Publié le 14 octobre 2013

Cette “Femme au Chapeau” (“Weiblicher Halbakt mit Hut”, 76 x 70 cm) se trouve à Cologne, au Musée Ludwig. Ernst Ludwig Kirchner — membre fondateur de die Brücke — la peignit en 1911, à Berlin.

Ce tableau est l’émanation d’une époque qui est encore en Europe la Belle Époque.
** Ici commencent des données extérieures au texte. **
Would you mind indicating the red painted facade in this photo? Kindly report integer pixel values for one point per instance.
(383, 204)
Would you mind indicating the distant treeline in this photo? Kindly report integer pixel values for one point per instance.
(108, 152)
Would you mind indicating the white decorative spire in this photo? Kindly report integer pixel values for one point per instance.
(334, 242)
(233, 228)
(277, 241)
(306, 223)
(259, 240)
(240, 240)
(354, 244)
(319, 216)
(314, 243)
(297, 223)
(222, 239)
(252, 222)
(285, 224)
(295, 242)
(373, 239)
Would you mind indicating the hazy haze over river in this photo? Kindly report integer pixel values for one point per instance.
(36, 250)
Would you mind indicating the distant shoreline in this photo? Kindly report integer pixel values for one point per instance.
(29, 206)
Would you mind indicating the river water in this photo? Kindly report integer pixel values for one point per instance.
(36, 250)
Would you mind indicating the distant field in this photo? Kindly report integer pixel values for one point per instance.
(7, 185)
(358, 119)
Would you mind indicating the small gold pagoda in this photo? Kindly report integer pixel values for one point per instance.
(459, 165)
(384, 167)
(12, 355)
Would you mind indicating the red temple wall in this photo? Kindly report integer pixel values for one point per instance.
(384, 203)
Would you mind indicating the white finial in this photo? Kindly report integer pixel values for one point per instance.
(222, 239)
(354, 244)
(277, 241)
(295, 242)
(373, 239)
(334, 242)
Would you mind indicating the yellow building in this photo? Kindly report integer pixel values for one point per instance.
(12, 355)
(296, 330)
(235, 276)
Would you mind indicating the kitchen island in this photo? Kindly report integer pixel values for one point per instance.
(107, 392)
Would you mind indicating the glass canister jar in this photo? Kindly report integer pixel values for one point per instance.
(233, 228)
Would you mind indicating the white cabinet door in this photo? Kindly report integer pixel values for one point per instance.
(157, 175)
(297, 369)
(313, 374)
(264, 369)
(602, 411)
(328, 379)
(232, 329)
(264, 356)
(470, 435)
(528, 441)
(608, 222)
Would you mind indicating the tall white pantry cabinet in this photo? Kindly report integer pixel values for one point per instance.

On imagine sans peine les nuits tourmentées et enfumées de ces années énergiques, pleines d’utopie, d’illusion et de foi en l’art, qui précédèrent l’explosion de la guerre. La toile, emblématique de la période dresdoise du mouvement Die Brücke, sent d’ailleurs la fumée des nuits berlinoises, pue la transgression des codes de bonne conduite (une violence dont on évalue mal la force depuis notre époque étriquée, tellement morale, où nous avons acquis, certes, davantage de flexibilité au plan des mœurs, mais en échange de la perte d’un sens réel de la révolte). Cette femme (la compagne du peintre, qui fut aussi son modèle favori : Doris Große, dite aussi "Dodo") a une aisance extraordinaire, une impudence naturelle, avec ses épaules et ses seins nus, étalés là, et dont la pâleur pulpeuse ressort avec d’autant plus de force par la grâce de ce fond bleu foncé, que lacèrent des coulées noires. Le rouge des tétons, de la bouche ou des motifs de cette espèce de châle négligent attire lui aussi immédiatement l’œil. Quant au chapeau, coupant le visage par une douce diagonale, il n’en laisse paraître d’abord que la moitié inférieure : bouche, nez, mâchoire. La présence voilée des yeux est ainsi une sorte d’anonymat, qui rend cette beauté demi-nue (demi-nudité sur laquelle insiste le titre allemand du tableau : Halbakt) encore plus attirante, il lui ôte presque toute individualité, met en évidence la primauté de la chair sur l’esprit. Mais l’esprit n’a pas disparu ; les yeux sont quand même là, à travers le voile du chapeau. Cette matière superbe éclate et attire le regard du contemplateur, du voyeur — notamment grâce à ces lignes courbes qui dessinent si doucement, si nettement, par un épais trait noir, les épaules, le chapeau, le dessous des seins.